Il bambino. Varsavia 1943
Dan Porat, Rizzoli, 2013, pp.317, euro 15,00
“Esco nella strada che brucia! Intorno a me, tutto è in fiamme. Il ghetto è un mare di fuoco. È spaventoso. Nessuno sa dove scappare. Il muro del ghetto è completamente circondato, nessuno può entrare o andar via. I vestiti ci bruciano addosso. Il fumo ci soffoca. Molti, quasi tutti, invocano Dio...”.
Così nel diario ritrovato di una giovane testimone dell’annientamento del ghetto di Varsavia. È l’aprile del 1943 quando Himmler incarica il generale delle SS Jürgen Stroop di radere al suolo il quartiere e di sterminare i ribelli che pochi mesi prima erano insorti contro la furia nazista. La stessa sorte toccherà a tutti gli abitanti superstiti.
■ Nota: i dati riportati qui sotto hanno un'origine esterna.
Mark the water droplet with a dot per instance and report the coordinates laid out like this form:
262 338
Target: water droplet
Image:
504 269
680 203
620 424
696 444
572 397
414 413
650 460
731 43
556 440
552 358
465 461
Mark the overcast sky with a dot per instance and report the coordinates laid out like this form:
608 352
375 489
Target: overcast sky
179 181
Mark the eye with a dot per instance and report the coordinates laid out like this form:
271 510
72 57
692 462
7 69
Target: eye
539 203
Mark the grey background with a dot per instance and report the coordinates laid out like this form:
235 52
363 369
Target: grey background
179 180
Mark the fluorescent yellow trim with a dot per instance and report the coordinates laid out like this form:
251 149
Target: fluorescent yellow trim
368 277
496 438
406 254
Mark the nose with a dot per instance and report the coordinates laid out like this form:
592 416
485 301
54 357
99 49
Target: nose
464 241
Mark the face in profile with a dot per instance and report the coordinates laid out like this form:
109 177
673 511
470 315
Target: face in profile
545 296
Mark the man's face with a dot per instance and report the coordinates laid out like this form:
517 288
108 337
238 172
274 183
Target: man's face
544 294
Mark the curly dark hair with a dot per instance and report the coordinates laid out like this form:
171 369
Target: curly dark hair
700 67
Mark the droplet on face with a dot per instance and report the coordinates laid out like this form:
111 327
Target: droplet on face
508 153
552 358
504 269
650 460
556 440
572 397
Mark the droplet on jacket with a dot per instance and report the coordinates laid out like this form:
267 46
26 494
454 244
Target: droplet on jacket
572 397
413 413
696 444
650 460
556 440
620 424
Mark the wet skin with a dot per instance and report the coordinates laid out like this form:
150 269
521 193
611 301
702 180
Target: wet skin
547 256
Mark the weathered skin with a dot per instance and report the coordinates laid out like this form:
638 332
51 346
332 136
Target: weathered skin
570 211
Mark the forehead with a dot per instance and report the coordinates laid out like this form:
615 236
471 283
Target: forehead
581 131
Tra loro c’è un bambino che, immortalato con le mani alzate e il volto impaurito, diventerà l’immagine simbolo dell’Olocausto. Ma chi è? Che ne è stato di lui? È riuscito a salvarsi? Per rispondere a queste domande, Dan Porat ricostruisce le vicende di quel giorno. Lo fa, ripercorrendo più di sessant’anni di storia, in un libro che intreccia le vite di quel bambino, di una giovane ebrea attiva nella resistenza e di tre soldati SS; un libro in cui, assieme alla narrazione partecipata di quel dramma, scorrono le fotografie selezionate da Stroop per documentare la “Grosse Aktion” nazista.
Per saperne di più, vedere in “Archivio Recensioni” la scheda del libro di Frédéric Rousseau “Il bambino di Varsavia”, nel quale l’Autore si interroga sul rapporto che l’opinione pubblica ha avuto e ha con quel “piccolo messaggero” di Varsavia.
Dan Porat ha insegnato Storia a Stanford e all’Università di Washington.